Supplemental Lecture 16a: Scalability

\( \newcommand{\length}[1]{\vert#1\vert} \)

Programming requires attention to correctness and efficiency. The dominant focus of this class has been on correctness, and on using the type system of Haskell and the type classes of its library as aids to writing correct code. This reflects our ontology of programming: it's easier and more satisfactory to tune correct code so that it runs faster, than it is to debug fast code so that it runs correctly. Getting it right, in our view, is a constraint, it's something we must do. Making it fast is a goal, something we hope to do, and want to make progress towards.

In this, the Document type from our second State lecture fails the test of efficiency. It is a common failing, and one that's worth understanding. We build our document from front to back, in effect, building

(... ((s1 ++ s2) ++ s3) ... ++ sn)

Let's recall the implementation of (++):

(++) :: [a] -> [a] -> [a] (++) [] ys = ys (++) (x:xs) ys = x : xs ++ ys

It is easy to show, by induction on the length of xs, that fully evaluating x ++ y requires $\length{x}$ new (:)'s. The cost of building these (:)'s is the dominant cost of evaluating the (++).

Consider now the overall cost of building a string via (++). For the sake of simplicity, we'll consider (((s1 ++ s2) ++ s3) ++ s4).

s1 ++ s2$\length{s_1}$
(s1 ++ s2) ++ s3$\length{s_1} + \length{s_2}$
(((s1 ++ s2) ++ s3) ++ s4)$\length{s_1} + \length{s_2} +\length{s_3}$

So the overall cost is the sum of these operation costs, i.e., $3 \length{s_1} + 2 \length{s_2} + \length{s_3}$. Contrast this to the cost of building the same string via the same operations, but with the (++)'s associated to the right, i.e, s1 ++ (s2 ++ (s3 ++ s4)):

s3 ++ s4$\length{s_3}$
s2 ++ (s3 ++ s4)$\length{s_2}$
s1 ++ (s2 ++ (s3 ++ s4))$\length{s_1}$

So the overall cost of building the string this way is $\length{s_1} + \length{s_2} + \length{s_3}$, because each (:) we build contributes to the final answer, whereas we build a lot of ephemeral (:)'s when the (++)'s associate to the left.

This can make a difference! Building a moderately complex web page might involve thousands of calls to string, meaning that we end up re-copying the (:)'s associated with early calls to string thousands of times.

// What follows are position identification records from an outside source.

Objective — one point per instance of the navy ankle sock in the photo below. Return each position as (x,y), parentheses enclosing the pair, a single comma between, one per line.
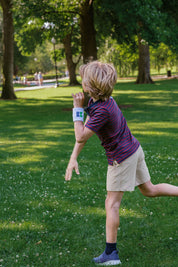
(110,247)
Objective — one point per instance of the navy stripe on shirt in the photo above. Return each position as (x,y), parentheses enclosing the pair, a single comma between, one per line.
(108,122)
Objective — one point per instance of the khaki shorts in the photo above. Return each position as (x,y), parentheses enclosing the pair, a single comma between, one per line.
(129,173)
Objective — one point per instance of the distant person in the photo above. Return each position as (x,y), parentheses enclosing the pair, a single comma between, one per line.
(25,79)
(40,78)
(36,77)
(67,73)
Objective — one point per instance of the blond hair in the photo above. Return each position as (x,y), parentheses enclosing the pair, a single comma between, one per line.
(99,79)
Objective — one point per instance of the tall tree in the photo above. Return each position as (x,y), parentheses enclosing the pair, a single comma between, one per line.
(8,50)
(142,18)
(88,32)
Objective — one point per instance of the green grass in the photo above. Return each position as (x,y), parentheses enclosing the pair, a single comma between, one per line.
(45,221)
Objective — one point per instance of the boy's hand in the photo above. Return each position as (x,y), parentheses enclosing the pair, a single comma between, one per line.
(73,165)
(78,100)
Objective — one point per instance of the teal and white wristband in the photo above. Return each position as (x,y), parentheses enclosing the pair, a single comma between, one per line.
(78,114)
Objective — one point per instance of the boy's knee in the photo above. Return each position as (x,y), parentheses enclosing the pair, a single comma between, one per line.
(148,190)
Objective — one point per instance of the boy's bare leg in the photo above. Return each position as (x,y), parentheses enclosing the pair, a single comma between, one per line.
(150,190)
(112,205)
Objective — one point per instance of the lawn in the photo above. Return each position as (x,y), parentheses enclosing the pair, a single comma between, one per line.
(45,221)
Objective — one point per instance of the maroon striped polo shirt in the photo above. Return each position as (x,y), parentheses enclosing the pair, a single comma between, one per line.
(108,122)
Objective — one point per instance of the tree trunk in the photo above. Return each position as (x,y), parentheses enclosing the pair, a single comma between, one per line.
(88,33)
(8,50)
(70,64)
(143,63)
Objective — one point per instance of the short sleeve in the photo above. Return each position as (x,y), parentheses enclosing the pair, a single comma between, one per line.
(97,120)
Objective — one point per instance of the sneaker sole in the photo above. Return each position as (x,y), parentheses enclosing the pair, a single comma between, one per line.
(112,262)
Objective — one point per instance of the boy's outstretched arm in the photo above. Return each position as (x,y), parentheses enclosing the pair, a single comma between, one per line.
(82,134)
(73,164)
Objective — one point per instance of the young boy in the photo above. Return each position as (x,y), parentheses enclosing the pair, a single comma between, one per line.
(126,163)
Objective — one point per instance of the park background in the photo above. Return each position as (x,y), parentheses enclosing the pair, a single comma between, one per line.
(45,221)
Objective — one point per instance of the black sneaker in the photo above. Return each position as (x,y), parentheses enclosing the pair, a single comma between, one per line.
(105,260)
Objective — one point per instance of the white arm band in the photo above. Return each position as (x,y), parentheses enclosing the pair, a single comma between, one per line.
(78,114)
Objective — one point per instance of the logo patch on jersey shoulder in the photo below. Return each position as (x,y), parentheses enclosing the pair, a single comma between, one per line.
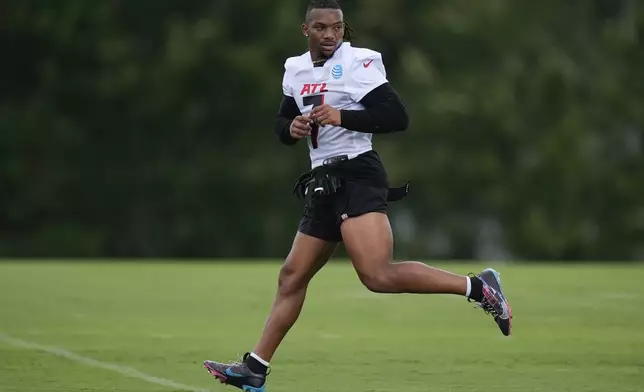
(336,71)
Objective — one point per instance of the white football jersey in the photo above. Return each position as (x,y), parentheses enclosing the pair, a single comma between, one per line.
(341,82)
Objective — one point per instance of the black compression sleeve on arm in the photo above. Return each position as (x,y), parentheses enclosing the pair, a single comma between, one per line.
(287,112)
(384,113)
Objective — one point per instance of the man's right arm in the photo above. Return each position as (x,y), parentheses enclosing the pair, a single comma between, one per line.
(285,116)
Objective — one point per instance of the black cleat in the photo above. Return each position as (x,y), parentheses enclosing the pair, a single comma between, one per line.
(494,301)
(237,374)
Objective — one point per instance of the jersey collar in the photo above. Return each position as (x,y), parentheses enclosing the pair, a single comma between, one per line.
(336,54)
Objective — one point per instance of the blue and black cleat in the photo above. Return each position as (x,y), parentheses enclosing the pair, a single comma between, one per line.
(494,301)
(237,374)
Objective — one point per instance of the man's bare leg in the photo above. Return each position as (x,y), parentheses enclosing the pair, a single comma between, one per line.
(308,255)
(369,242)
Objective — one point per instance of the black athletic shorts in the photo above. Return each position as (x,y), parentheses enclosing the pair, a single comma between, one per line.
(366,192)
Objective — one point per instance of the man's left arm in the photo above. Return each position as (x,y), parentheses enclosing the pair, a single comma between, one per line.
(383,113)
(367,83)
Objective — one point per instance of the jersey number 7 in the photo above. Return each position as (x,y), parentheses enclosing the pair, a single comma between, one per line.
(315,100)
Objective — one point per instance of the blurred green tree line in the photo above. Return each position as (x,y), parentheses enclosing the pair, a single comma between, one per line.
(144,128)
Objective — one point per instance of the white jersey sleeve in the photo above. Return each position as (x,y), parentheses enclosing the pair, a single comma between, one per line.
(287,88)
(367,73)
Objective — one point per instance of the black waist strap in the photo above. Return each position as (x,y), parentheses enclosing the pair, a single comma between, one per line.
(327,179)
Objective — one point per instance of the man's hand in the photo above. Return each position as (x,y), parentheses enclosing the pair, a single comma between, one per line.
(300,127)
(326,115)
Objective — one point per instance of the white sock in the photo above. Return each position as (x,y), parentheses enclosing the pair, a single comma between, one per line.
(259,359)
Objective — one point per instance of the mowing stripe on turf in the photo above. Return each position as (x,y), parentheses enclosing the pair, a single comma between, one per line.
(127,371)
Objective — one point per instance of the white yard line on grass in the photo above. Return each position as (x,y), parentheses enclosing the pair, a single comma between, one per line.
(124,370)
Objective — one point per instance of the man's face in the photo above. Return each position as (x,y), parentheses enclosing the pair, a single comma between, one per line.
(324,29)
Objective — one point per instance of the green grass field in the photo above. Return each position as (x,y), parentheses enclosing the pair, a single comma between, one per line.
(576,328)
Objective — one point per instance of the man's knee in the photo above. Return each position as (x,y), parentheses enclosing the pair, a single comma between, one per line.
(378,279)
(291,279)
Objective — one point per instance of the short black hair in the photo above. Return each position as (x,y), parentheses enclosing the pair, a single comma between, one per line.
(328,4)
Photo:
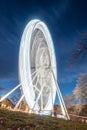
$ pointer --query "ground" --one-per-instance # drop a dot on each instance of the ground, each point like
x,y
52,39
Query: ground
x,y
10,120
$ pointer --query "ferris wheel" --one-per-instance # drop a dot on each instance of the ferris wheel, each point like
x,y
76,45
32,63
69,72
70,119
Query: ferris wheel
x,y
37,70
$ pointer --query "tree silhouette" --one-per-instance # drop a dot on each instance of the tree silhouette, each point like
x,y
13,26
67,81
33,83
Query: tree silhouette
x,y
81,48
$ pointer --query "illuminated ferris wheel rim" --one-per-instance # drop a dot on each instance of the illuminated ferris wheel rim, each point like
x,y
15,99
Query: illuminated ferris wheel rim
x,y
24,61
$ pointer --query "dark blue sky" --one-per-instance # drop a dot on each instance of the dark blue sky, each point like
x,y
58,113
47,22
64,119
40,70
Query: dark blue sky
x,y
64,18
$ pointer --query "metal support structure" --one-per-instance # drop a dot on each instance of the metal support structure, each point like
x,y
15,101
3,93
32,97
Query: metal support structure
x,y
19,102
64,110
10,92
37,98
6,95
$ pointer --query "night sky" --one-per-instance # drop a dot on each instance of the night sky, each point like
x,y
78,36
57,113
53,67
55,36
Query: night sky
x,y
64,18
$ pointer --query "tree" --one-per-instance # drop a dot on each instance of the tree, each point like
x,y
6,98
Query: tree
x,y
69,100
80,91
81,48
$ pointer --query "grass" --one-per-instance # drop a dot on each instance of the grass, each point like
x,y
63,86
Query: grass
x,y
25,121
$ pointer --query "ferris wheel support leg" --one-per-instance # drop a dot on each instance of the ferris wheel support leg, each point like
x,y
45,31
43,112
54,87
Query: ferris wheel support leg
x,y
19,102
37,98
5,96
64,110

Fortunately, we can address this problem rewriting only a little bit of code, as there's an abstraction barrier between Document and HTML, so we need only consider the definition of Document, and make sure that the string and render functions are aligned with it. We will explore several different solutions. For the sake of simplicity, we won't do our usual code transformations, but will just present natural first-pass code.

Let Simon Do It

An efficient solution to problems like this is to rely on the fact that others have encountered them before, resulting in carefully engineered, widely-deployed, and so well-tested solutions. In this case, it's well known that String is inefficient, not only in the cost of operations like (++), but also in terms of storage space. The module Data.Text uses a packed utf-16 representation of Unicode, while the Data.Text.Lazy module adds to this by considering chunked representations (i.e., the text is a sequence of packed utf-16 representations). We can then define:

import Data.Text.Lazy type Document = State Text {- Append a String to a Document. -} string :: String -> Document () string t = modify $ \s -> append s (pack t) {- Render a Document a as a String -} render :: Document a -> String render doc = unpack $ execState doc empty

Note that the pack and unpack functions convert between String and Text values, and that append is used to append Text values.

It turns out that there are a fair number of alternative representations for what we think of as list-like data, including Data.Array which allows efficient access to lists of fixed length, and Data.Sequence which allows for efficient access to both the front and back of a list. The existence of these alternative representations explains the existence of many of the standard type classes, e.g., Functor, Foldable, etc., all of which capture standard list-programming techniques. To the extend that we write our list-based code using the functionality of these type classes, we abstract away from specific representation decisions, making it easier to transition from simpler to more complex (and efficient) data representations later on.

The Composition Trick, a.k.a., Difference Lists

This is a technique that is used in several places in the Haskell library. We build up the efficient right-associative use of (++) via a composition of functions that associates to the left. There's something deeply sneaky about this, as we're trading off adding content to beginning, for a promise to content to the end!

type Document = State (String -> String)

The idea is that the function we're building tacks the String we've built onto its argument.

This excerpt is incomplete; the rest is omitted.